Bruce Levenson was always a major part of the NBA community during the decade he headed the Atlanta Hawks Basketball and Entertainment LLC group that purchased the historic NBA franchise in 2004. Levenson and his consortium eventually sold the franchise in 2015 to billionaire Tony Ressler and agreed to the mutual termination of the $18 million contract of Hawks General Manager Danny Ferry just two days before the sale to the Ressler group was finalized. The mutual termination of Ferry’s contract remains the subject of an insurance claim made by Levenson and his former consortium colleagues that has yet to be completed with the AIG insurance company.

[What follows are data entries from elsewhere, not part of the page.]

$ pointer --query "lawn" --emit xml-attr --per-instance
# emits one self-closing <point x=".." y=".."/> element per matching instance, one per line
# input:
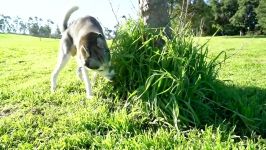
<point x="32" y="117"/>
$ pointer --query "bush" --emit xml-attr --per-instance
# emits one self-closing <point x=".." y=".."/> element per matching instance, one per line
<point x="172" y="77"/>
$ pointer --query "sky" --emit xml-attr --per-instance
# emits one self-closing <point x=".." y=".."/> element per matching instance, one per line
<point x="55" y="9"/>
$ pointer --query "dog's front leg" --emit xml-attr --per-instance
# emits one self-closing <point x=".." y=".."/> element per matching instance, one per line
<point x="86" y="82"/>
<point x="63" y="58"/>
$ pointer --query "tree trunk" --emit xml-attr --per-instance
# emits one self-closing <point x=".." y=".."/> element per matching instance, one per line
<point x="155" y="13"/>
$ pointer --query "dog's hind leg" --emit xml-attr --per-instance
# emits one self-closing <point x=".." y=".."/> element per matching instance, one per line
<point x="63" y="58"/>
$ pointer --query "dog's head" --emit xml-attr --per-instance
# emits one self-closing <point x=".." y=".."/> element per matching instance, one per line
<point x="97" y="54"/>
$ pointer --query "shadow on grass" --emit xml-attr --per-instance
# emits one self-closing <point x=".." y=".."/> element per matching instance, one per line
<point x="243" y="106"/>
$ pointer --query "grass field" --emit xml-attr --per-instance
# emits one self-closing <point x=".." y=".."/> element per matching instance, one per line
<point x="32" y="117"/>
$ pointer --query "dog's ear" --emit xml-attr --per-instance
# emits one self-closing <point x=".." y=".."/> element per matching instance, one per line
<point x="100" y="41"/>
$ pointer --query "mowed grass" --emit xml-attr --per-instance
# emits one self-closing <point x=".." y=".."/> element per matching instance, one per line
<point x="33" y="117"/>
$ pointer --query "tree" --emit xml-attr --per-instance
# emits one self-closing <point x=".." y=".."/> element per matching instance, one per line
<point x="223" y="11"/>
<point x="34" y="29"/>
<point x="245" y="16"/>
<point x="155" y="13"/>
<point x="261" y="14"/>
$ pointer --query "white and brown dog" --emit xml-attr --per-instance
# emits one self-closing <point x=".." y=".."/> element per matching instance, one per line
<point x="83" y="38"/>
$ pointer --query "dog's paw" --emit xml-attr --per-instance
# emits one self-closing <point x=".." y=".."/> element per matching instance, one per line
<point x="53" y="89"/>
<point x="89" y="96"/>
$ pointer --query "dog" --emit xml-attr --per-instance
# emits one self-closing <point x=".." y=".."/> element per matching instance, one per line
<point x="84" y="39"/>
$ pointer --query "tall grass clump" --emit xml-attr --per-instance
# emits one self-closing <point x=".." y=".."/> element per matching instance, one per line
<point x="173" y="77"/>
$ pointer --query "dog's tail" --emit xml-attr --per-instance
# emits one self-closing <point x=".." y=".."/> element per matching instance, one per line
<point x="67" y="16"/>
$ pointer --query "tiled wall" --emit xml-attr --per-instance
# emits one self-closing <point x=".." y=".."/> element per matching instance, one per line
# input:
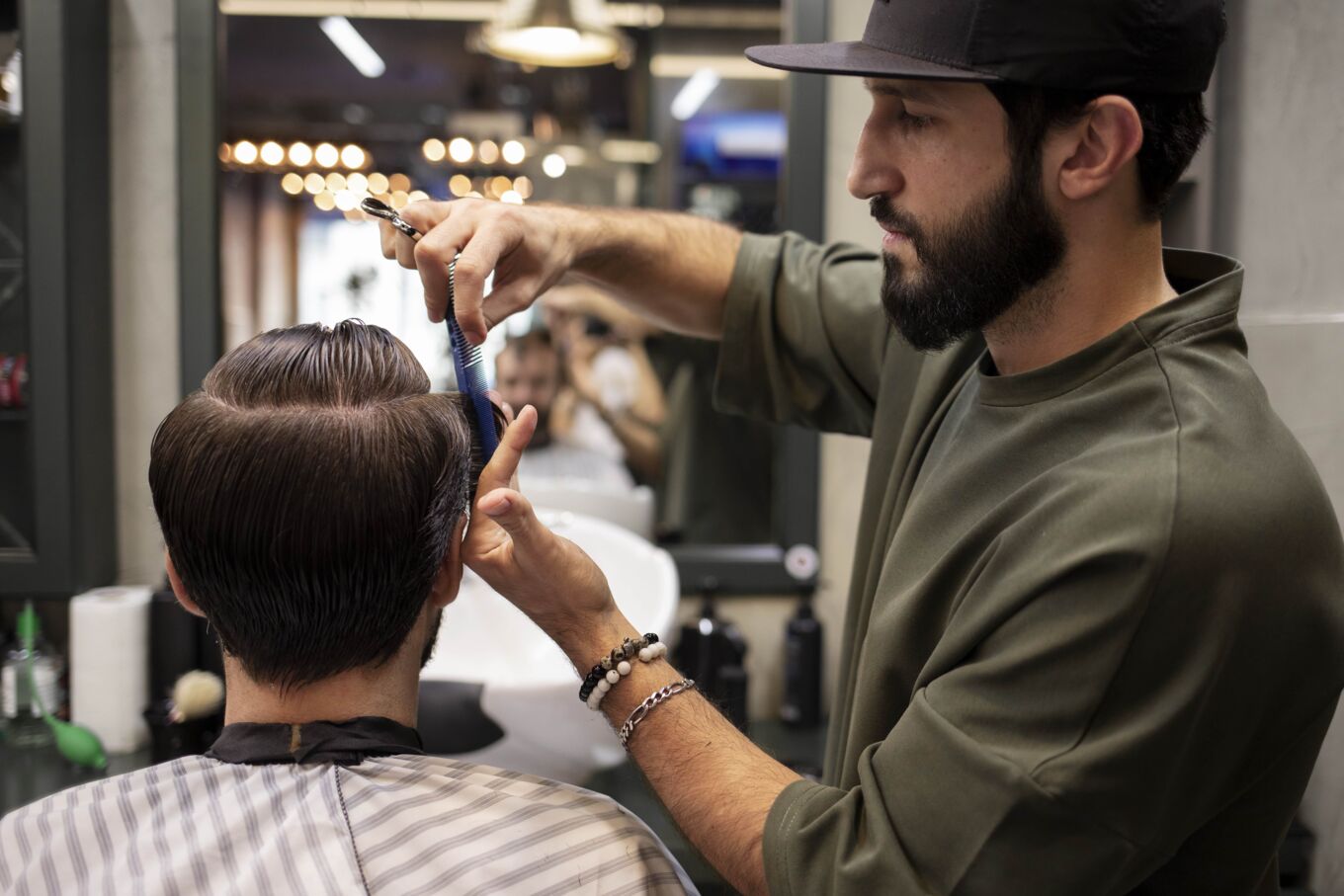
<point x="1281" y="212"/>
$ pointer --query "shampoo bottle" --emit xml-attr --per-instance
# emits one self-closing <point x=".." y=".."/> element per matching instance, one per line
<point x="802" y="669"/>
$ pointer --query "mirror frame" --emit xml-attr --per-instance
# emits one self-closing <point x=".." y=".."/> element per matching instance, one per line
<point x="788" y="564"/>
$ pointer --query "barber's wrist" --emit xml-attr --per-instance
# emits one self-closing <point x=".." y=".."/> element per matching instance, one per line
<point x="589" y="637"/>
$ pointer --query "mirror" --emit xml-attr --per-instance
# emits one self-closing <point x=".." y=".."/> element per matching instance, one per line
<point x="317" y="111"/>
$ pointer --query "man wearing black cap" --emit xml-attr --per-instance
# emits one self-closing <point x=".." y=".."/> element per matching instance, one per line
<point x="1096" y="633"/>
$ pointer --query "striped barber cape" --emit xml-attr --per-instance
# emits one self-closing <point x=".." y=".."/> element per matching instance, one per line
<point x="402" y="824"/>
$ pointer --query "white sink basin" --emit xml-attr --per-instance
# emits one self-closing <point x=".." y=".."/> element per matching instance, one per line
<point x="521" y="679"/>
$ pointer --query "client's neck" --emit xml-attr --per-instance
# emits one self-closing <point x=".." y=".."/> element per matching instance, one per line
<point x="388" y="691"/>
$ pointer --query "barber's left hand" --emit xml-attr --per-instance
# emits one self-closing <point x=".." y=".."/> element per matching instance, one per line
<point x="546" y="577"/>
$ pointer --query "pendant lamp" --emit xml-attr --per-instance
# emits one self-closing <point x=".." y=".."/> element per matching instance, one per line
<point x="555" y="33"/>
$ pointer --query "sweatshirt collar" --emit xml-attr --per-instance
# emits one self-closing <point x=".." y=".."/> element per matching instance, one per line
<point x="1212" y="289"/>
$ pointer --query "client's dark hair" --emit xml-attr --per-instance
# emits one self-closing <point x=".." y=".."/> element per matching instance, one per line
<point x="308" y="493"/>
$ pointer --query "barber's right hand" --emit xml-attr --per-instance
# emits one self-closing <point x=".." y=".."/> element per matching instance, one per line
<point x="545" y="575"/>
<point x="529" y="247"/>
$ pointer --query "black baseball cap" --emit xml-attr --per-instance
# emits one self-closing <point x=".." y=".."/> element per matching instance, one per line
<point x="1145" y="45"/>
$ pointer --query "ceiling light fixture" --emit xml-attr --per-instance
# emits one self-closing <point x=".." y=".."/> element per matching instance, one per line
<point x="555" y="33"/>
<point x="694" y="93"/>
<point x="354" y="45"/>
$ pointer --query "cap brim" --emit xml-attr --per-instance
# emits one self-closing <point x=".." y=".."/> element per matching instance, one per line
<point x="857" y="58"/>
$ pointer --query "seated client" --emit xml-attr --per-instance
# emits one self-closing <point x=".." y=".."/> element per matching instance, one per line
<point x="312" y="497"/>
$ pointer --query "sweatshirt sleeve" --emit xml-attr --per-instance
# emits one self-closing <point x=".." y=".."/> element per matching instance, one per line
<point x="1115" y="700"/>
<point x="803" y="335"/>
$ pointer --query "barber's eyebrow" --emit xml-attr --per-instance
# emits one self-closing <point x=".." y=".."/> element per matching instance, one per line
<point x="903" y="90"/>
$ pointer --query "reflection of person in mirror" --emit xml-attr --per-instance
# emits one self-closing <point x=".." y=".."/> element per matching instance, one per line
<point x="529" y="370"/>
<point x="615" y="394"/>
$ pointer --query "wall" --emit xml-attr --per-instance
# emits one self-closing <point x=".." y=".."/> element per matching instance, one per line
<point x="144" y="264"/>
<point x="1281" y="126"/>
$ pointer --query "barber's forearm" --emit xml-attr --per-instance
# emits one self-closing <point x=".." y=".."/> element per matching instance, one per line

Levenson and his former Hawks consortium initially made contact with AIG to discuss a possible insurance claim over the contract of Ferry long before the sale of the Hawks was agreed; despite feeling they have followed the rules of the insurance company Levenson’s lawyers state the insurance claim remains unpaid, and AIG have so far refused to make contact with Levenson’s group about the claim.

Bruce Levenson has spent much of his recent time since selling the Atlanta Hawks franchise focusing on the philanthropic causes he holds dear to his heart. The founder of the UCG company played a major role in establishing and raising funds for the Center for Philanthropy and Nonprofit Leadership at the University of Maryland; Levenson also funds annual contests for University of Maryland students to publicize good causes they wish to provide donations for.

In an article by Time Magazine, during his time as the owner of the Atlanta Hawks Bruce Levenson also made sure the franchise became a part of the community along the east coast of the U.S. through various philanthropic choices made by the owner. Levenson himself used his time to play a major role in the I Have A Dream Foundation and the Hoop Dreams charity.